Story updated June 1 with pricing and pre-order information.
Italian electric motorcycle maker Energica, which was recently purchased by U.S.-based EV firm Ideanomics (IDEX), revealed a fourth model that is a departure from its current model line but is also a welcome addition.
Called the “Experia,” the new machine is being billed as an all-electric “touring” motorcycle, but it has a decidedly “adventure bike” bend to its style and accessories. Energica says it should be available in Autumn this year, starting at €25,590 + VAT or about $27,500USD. Current Energica models range in price from about $23,000 up to over $30,000 depending on model variations and options selected. The Experia is available for pre-order at this time. In a press release received by Forbes.com, Energica said the Experia will be available to order on “1st of June 2022 at all Energica stores worldwide.” A U.S. dealer in San Francisco is listed.
Energica says the new Experia is a complete ground-up redesign from its other offerings, which include the EsseEsse9 urban-focused machine, the Ego sport bike and the Eva Ribelle naked bike, which is similar mechanically to the Ego. Energica has been building and selling electric motorcycles for over a decade, albeit at low volume. Their recent acquisition by Ideanomics will mean more production capacity going forward, according to an interview with company principals by Forbes.com.
The Experia will feature 102 horsepower and 85 pound-feet of torque, which is a lower output than the Ego and Eva models, but should still result in stout performance, including 3.5 seconds to 60mph and a 112mph top speed. Energica says the smaller motor on the Experia is 22 pounds lighter than the Eva and Ego motors. Stated weight is 573 pounds/260kg.

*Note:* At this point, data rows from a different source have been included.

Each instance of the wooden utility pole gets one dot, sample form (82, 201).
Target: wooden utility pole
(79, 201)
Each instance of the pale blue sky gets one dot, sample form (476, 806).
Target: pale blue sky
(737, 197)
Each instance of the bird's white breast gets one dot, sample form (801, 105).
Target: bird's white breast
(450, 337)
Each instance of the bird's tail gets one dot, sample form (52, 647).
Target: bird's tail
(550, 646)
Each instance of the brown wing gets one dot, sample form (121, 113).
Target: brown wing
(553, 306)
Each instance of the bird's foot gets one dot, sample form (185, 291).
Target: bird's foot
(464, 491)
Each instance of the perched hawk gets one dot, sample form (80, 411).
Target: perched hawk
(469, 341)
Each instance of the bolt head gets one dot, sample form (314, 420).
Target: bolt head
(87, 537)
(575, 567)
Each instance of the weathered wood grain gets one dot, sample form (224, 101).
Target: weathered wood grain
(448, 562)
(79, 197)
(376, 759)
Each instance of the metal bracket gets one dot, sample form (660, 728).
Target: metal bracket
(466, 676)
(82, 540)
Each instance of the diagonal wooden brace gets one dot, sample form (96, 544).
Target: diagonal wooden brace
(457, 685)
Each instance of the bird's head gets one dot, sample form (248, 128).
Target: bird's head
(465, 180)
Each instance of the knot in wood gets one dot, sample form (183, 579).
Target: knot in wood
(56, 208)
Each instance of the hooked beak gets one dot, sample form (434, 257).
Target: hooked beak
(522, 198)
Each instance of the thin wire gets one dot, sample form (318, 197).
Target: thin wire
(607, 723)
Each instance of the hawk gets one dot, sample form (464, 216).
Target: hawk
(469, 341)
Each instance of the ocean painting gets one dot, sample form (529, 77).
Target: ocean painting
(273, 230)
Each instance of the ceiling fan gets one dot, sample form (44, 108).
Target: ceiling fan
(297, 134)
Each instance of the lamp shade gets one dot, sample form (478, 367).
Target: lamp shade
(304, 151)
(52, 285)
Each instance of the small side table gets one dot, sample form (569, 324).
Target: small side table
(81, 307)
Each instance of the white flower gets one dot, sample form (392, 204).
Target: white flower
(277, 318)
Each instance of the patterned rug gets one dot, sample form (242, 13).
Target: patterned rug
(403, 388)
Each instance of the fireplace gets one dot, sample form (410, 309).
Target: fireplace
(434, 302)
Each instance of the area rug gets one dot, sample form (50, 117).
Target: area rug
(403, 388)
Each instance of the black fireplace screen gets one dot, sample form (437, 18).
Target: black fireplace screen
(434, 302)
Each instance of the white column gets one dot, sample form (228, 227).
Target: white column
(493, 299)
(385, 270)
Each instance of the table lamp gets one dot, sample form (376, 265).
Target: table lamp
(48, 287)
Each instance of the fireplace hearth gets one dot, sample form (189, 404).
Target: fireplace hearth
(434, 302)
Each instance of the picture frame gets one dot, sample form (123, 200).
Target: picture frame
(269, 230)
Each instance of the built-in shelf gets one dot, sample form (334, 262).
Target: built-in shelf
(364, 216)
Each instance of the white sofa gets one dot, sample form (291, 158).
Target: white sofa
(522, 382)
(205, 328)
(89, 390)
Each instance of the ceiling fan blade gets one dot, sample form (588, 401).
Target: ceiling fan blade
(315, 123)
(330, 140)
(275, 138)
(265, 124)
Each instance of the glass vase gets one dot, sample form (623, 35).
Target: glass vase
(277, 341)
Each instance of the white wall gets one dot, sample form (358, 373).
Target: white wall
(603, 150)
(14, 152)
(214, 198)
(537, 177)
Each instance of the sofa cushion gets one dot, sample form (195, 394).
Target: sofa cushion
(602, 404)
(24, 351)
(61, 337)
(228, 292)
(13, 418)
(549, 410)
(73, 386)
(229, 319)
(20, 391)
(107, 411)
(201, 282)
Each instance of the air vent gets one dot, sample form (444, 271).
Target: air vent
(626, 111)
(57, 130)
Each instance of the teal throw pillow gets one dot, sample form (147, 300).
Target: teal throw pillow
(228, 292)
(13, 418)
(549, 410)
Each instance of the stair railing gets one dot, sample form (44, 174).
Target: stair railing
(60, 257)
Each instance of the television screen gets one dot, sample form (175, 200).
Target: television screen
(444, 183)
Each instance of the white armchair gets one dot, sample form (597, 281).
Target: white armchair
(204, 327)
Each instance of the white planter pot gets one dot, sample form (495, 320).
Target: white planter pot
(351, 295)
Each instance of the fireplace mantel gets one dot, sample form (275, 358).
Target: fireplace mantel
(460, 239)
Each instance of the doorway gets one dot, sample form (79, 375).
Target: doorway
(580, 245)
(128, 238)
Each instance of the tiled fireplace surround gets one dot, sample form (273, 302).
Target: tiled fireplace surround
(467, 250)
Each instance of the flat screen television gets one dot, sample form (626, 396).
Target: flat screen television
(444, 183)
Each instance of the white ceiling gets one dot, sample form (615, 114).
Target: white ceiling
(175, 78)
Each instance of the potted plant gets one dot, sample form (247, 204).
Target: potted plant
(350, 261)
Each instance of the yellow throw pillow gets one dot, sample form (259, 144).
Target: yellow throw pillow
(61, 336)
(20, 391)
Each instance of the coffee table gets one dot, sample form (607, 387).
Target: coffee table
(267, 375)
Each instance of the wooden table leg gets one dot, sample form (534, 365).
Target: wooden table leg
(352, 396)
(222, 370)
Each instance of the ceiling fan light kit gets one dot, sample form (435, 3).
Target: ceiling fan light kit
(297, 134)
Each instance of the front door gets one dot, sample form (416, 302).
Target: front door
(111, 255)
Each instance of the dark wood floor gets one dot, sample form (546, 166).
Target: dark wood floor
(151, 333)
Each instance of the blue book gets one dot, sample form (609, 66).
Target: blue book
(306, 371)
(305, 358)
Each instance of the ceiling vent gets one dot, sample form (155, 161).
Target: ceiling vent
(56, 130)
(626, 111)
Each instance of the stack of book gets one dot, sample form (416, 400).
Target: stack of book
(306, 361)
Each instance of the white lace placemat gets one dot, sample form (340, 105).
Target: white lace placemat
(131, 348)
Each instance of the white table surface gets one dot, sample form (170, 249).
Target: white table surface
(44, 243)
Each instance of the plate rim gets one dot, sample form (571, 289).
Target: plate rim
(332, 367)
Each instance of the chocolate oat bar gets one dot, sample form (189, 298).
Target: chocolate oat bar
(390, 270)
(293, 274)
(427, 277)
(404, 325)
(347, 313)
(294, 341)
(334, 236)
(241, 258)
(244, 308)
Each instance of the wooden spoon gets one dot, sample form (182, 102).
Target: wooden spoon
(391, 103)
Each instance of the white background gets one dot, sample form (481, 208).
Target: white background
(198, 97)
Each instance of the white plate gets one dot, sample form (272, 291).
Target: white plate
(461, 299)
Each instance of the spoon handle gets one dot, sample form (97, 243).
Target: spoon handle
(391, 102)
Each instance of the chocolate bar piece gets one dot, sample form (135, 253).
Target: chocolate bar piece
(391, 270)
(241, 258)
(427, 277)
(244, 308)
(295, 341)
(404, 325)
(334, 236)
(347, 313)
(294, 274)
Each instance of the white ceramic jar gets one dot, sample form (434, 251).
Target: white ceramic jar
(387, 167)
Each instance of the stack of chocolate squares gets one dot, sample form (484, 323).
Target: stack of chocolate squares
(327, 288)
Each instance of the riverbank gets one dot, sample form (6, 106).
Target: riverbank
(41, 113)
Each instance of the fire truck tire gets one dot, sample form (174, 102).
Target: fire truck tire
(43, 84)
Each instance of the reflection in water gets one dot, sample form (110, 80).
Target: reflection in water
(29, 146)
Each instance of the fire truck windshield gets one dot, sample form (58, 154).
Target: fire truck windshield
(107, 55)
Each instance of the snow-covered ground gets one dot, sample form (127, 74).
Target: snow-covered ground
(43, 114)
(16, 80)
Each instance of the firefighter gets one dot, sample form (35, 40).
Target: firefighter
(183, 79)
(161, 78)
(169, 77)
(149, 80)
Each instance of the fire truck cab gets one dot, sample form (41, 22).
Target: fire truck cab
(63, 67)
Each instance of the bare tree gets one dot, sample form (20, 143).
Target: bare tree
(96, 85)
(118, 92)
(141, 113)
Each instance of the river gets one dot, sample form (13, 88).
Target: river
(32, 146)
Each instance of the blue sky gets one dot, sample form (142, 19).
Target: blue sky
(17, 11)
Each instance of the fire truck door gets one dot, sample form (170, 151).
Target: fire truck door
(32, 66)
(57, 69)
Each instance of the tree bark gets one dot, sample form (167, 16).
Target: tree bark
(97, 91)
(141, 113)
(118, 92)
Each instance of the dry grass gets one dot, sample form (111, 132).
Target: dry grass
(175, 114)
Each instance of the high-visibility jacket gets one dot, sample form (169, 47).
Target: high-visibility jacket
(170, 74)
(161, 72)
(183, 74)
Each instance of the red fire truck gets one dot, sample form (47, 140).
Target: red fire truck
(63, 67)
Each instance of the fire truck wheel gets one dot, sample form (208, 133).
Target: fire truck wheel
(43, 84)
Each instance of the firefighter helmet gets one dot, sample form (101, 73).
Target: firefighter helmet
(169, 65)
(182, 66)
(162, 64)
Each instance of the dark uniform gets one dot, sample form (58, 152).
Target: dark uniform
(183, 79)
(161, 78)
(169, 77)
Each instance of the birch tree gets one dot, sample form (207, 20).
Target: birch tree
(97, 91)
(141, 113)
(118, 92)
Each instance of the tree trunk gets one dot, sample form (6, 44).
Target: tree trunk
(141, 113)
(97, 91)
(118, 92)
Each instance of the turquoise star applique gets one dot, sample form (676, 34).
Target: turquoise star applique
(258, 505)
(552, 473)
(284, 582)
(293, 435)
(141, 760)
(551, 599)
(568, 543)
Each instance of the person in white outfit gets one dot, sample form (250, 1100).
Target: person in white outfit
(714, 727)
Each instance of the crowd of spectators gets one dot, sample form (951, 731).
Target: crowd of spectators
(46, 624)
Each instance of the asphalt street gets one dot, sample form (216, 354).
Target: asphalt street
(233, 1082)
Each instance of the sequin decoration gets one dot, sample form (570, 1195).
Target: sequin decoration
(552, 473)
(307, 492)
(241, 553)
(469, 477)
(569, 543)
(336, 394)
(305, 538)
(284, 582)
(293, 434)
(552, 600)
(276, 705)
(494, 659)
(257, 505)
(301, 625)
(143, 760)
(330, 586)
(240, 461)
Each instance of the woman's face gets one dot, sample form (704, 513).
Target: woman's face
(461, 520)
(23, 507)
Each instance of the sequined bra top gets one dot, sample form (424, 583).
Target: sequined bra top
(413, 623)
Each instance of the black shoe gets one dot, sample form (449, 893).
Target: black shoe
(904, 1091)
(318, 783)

The lower output should also enable the Experia to travel farther on a charge held in the bike’s new 22.5 kWh lithium polymer battery pack, the largest battery currently available from an electric motorcycle maker. Energica claims the battery features advanced “RESS (Rechargeable Energy Storage System) geometry” which makes the battery more compact while also increasing capacity. Stated range is 130 highway miles, 256 urban riding miles and 160 miles of mixed riding. Comparatively, electric motorcycles from Zero and Harley-Davidson have smaller batteries and shorter ranges; this author went 87 miles on a Zero SR/S on a range-to-zero test (below). The Zero SR/S does offer more performance potential than the Experia, however.
Style-wise, the Experia presents a sharp silhouette more reminiscent of a dual-purpose adventure machine than a pure sport tourer. Angular body work, a tall profile, hard-sided panniers and a dual-sport style fairing seem to indicate the Experia could wander off the pavement given dirt-worthy tires. As stock, the Experia will ride on Pirelli Scorpion Trail II tires on 17-inch cast wheels front and back. Large dual 330mm front Brembo brakes with ABS will team with a 240mm rear Brembo setup and Bosch IMU to add cornering ABS to the control package.
A 5-inch color TFT LCD display will let riders tweak numerous settings, including ABS, traction control, and four ride modes that include Eco, Urban, Rain, Sport. Three more modes are user-programmable. Riders can also choose from four regenerative braking profiles that feed power back into the battery while the bike is slowing. There’s also cruise control as standard, and a slow-speed reverse feature. Suspension consists of Sachs ZF fully adjustable forks and monoshock with 150mm/5.9 inches of travel front and rear.
A key feature for Energica models including the Experia is Level III DCFC Fast charging capability, which Energica says will recharge the Experia to 80 percent in 40 minutes. Slower Level II and Level I (A/C outlet) charging is also standard.
The Experia comes as somewhat of a surprise to the electric motorcycle market. While U.S. riders may take issue with the 130 miles of stated highway range, the longer legs may tempt European riders used to shorter distances between cities and the wider availability of chargers as EU countries move aggressively toward EV adoption.
In April, following the announcement of Ideanomic’s acquisition of the motorcycle maker, Energica’s CEO, Livia Cevolini announced the company was expanding with a new internal program, Energica Inside, in a bid to supply other EV makers with Energica hardware and know-how around battery, motor controller and general EV technologies.